Researchers at MessageLabs found that spam messages originating from Google's webmail service doubled last month to reach roughly 2.6 percent of all webmail spam.
MessageLabs believes that this points to a possible breach of Gmail's spam protections, in particular the 'Captcha' system.
Captcha codes are the input boxes in which a user copies a sequence of letters or numbers from an image.
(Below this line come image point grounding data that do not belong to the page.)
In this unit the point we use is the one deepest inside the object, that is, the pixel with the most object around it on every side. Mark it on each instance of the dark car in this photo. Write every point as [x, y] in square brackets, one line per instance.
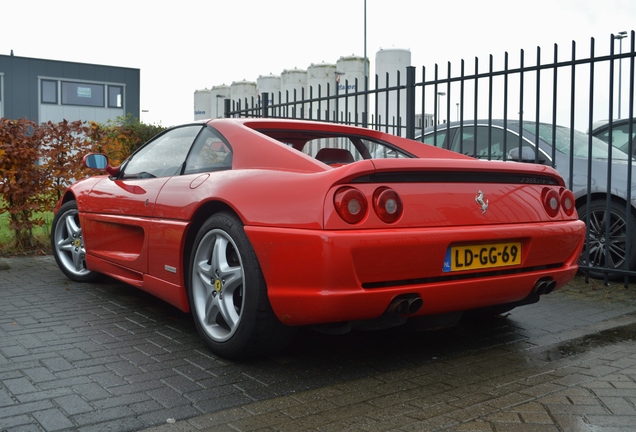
[604, 251]
[620, 133]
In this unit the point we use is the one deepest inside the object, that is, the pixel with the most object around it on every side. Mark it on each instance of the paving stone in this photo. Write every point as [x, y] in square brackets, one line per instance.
[93, 357]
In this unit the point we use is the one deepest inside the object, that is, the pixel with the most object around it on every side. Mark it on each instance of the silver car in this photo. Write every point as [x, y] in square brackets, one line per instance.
[608, 235]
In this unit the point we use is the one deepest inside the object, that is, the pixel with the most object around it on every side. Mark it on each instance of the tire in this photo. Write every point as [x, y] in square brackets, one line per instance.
[615, 245]
[68, 245]
[228, 294]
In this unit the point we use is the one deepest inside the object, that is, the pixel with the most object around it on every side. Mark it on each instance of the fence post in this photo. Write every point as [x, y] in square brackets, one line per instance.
[410, 102]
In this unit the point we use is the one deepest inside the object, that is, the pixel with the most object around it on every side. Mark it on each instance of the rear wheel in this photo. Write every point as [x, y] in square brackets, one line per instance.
[228, 294]
[607, 249]
[67, 243]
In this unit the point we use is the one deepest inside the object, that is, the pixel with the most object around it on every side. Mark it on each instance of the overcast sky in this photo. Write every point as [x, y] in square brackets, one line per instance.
[190, 45]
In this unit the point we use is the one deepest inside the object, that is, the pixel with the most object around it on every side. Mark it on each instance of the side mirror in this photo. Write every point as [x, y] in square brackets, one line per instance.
[99, 161]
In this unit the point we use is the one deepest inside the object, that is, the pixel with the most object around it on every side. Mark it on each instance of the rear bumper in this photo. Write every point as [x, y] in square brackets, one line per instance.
[318, 276]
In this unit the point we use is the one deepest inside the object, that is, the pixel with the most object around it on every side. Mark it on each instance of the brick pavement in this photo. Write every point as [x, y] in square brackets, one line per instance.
[93, 357]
The system is designed to prevent spammers registering multiple accounts automatically.
"There are several approaches a spammer can take to defeat a Captcha," said Mark Sunner, chief security analyst at MessageLabs.
"Whether they do so using an algorithm, a 'mechanical Turk' or combination of the two, email providers are feeling the pressure to keep pace but are limited to what a human can realistically solve.
"This is creating ever more doubt about the long-term effectiveness of Captcha as a security mechanism for email services."
A Google spokesperson declined to comment on the MessageLabs report, but did say that the company has taken action against the spammers.
"Fighting spam is a never-ending battle," said the spokesperson. "We disabled these accounts immediately and will continue to do so if they spread."
MessageLabs acknowledged that Gmail is a relatively minor source of spam. While the February boost brought Gmail's total to 2.6 per cent of webmail spam, Yahoo Mail accounts for a whopping 88.7 per cent.